Study Description: This single-center, retrospective study evaluated the effect of a symptom-triggered protocol in adult patients diagnosed with AWS in two medical ICUs from August 2011 to November 2015. Lorazepam treatment was accomplished via the following in the two groups: pre-protocol with a combination of symptom-triggered and fixed dosing according to the CIWA-Ar, with a maximum of 10 mg per hour, resulting in initiation of an infusion titrated to CIWA-Ar < 10 or SAS of 3 to 4; post-protocol: symptom-triggered lorazepam based on CIWA-Ar or SAS, with no maximum hourly dose. Adjunctive therapies were allowed per physician discretion, except for barbituates (exclusion criterion). The primary outcome was duration of AWS treatment, with the end date defined as the first occurrence of either last administration of BZD or documentation of resolution of AWS.
Results: Patients were unequally distributed between pre- (n=135) and post-protocol (n=32) groups. Pre-protocol patients had a lower incidence of cirrhosis (14.8% vs. 37.5%, p<0.01), initial CIWA-Ar score (15.4 vs. 23; p<0.01) and higher Acute Physiology and Chronic Health Evaluation II scores (14.7 vs. 11.3; p<0.01). Fifty percent of the post-protocol patients were assessed using SAS at least once. In the post-protocol group, AWS treatment duration was shorter (5, IQR 4.0-8.0 vs. 8 days, IQR 5.0-12.0; p<0.01), fewer patients were mechanically ventilated (31.3% vs. 57.0%, p=0.01), and shorter ICU (4, IQR 2-7 vs. 7 days, IQR 4-11; p=0.02) and hospital (9, IQR 6-13 vs. 13 days, IQR 9-18; p=0.01) lengths of stay. Post-protocol patients also received lower cumulative dosages of BZDs (74, SD ±159 vs. 450 mg, SD ±701; p<0.01) and BZD continuous infusions (9.4% vs. 58.5%, p<0.01), but more frequent dexmedetomidine (37.5% vs 8.1%, p<0.01). No patients experienced an AWS-associated seizure.
Conclusion(s): The use of a symptom-triggered BZD dosing guideline and assessment of AWS symptom severity using CIWA-Ar and SAS scoring reduced the duration of AWS treatment and AWS-associated complications.
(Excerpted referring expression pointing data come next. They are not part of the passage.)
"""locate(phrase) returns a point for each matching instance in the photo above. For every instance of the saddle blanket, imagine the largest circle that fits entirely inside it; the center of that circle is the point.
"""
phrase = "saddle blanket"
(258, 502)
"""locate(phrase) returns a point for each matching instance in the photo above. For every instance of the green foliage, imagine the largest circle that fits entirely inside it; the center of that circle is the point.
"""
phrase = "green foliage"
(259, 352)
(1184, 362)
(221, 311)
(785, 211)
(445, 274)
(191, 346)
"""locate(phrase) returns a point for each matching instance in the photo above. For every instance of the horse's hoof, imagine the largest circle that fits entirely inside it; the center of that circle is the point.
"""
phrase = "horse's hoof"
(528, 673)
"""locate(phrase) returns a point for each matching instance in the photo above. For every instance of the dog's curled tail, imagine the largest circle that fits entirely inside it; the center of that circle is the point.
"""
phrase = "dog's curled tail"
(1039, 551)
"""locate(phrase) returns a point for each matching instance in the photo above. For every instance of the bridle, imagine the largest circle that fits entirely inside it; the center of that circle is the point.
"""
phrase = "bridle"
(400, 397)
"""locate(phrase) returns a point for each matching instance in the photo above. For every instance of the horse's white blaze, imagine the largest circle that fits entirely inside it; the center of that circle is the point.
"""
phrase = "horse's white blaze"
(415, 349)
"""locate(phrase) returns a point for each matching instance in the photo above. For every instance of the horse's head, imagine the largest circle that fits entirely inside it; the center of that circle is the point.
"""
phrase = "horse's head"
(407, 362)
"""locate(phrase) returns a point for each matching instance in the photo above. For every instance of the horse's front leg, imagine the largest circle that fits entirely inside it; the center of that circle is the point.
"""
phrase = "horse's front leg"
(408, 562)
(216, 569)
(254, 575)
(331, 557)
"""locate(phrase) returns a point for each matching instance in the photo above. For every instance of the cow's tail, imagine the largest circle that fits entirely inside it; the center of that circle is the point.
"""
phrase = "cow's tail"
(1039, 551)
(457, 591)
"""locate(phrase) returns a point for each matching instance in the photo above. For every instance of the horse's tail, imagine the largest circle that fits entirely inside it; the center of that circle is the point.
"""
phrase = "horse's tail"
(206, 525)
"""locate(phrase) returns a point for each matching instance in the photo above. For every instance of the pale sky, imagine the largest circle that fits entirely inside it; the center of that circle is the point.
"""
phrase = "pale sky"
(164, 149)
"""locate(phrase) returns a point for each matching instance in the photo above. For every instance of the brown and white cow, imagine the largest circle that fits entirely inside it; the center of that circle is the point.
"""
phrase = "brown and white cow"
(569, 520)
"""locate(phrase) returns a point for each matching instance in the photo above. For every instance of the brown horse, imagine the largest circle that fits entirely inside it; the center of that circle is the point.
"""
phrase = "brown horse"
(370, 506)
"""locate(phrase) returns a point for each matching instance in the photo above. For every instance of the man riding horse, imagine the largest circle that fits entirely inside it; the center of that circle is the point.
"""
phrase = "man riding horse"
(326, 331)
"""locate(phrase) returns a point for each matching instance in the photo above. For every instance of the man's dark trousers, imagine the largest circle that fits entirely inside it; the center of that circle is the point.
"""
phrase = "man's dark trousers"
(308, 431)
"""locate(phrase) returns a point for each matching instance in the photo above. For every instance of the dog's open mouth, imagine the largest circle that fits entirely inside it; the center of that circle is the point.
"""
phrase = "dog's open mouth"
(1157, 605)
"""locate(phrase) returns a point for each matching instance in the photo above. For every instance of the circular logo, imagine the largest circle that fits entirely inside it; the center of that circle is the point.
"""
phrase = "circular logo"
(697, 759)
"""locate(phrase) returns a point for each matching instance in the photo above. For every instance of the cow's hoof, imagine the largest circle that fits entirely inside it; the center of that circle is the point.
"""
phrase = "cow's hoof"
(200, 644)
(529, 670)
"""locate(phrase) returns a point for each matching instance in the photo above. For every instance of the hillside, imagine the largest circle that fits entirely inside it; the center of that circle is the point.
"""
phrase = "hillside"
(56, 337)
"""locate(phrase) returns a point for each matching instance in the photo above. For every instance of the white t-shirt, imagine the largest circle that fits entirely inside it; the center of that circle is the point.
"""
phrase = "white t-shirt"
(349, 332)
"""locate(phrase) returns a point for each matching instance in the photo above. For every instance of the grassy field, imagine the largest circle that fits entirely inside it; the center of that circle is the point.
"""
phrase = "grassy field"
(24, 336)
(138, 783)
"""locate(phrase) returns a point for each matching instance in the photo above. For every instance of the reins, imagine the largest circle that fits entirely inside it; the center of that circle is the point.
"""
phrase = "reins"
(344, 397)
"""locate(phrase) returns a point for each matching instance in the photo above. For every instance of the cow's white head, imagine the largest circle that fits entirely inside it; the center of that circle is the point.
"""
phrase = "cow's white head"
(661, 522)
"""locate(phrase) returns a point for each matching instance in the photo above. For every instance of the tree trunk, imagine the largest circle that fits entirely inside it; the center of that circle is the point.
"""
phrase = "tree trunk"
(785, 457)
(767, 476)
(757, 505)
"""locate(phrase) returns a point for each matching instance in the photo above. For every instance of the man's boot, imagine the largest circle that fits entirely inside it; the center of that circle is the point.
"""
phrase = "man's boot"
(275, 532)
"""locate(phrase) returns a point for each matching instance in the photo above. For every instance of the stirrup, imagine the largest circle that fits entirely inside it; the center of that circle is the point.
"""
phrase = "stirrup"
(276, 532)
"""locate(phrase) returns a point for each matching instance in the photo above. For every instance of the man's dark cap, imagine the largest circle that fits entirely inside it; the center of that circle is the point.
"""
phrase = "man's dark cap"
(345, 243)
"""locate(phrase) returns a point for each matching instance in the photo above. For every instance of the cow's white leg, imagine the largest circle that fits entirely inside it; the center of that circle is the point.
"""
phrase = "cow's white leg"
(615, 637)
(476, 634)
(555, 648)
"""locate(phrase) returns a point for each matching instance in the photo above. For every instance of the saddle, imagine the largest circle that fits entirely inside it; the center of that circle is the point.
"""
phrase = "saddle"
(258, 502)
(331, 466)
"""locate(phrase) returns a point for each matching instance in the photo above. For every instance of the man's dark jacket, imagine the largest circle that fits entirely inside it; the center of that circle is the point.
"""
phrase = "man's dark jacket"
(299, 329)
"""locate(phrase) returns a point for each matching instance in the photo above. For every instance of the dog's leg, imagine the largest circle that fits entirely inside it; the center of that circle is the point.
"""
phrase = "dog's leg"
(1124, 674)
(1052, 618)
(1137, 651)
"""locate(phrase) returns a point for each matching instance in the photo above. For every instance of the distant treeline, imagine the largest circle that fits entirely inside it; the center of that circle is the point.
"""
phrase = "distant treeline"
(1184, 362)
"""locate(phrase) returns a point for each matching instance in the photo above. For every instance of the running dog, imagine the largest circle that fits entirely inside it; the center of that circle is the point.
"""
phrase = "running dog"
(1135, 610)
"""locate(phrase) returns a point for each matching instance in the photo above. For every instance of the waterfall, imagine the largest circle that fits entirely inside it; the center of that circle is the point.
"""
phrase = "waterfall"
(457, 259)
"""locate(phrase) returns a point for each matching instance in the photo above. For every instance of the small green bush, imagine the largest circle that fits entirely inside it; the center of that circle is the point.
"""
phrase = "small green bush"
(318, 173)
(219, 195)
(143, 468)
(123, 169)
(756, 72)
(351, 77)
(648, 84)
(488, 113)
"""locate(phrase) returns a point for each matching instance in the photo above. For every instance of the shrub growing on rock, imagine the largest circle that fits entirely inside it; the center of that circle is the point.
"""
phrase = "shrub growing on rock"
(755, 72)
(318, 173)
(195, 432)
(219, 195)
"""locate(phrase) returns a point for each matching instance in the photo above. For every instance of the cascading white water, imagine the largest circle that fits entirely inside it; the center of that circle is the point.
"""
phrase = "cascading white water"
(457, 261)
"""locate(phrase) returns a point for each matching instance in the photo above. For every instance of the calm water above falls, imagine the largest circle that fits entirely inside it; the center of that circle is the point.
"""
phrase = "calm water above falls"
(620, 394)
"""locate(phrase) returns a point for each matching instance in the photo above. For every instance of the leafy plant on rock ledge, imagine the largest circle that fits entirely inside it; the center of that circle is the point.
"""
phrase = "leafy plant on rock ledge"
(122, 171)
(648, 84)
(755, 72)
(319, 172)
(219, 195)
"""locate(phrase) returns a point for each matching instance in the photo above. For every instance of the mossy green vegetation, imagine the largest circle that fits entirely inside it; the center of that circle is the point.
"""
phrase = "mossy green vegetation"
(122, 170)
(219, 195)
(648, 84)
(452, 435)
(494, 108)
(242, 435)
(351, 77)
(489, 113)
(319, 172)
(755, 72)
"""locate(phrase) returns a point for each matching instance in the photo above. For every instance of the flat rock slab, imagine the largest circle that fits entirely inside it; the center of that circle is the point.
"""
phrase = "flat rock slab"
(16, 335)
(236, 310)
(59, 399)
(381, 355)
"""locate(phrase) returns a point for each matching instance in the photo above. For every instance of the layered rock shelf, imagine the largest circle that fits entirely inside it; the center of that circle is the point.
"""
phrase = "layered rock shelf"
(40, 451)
Perspective: This study corroborates results from another single-center study that used escalating doses of BZDs and phenobarbital to achieve light sedation on the Richmond Agitation Sedation Scale score. However, because interventions for benzodiazepine dosing and AWS symptom severity scoring changed simultaneously and SAS usage occurred in only 50% of patients, the results cannot be attributed to either specific intervention alone. Since patients receiving phenobarbital were excluded, institutions employing front-loading of phenobarbital should interpret the results of this study with caution.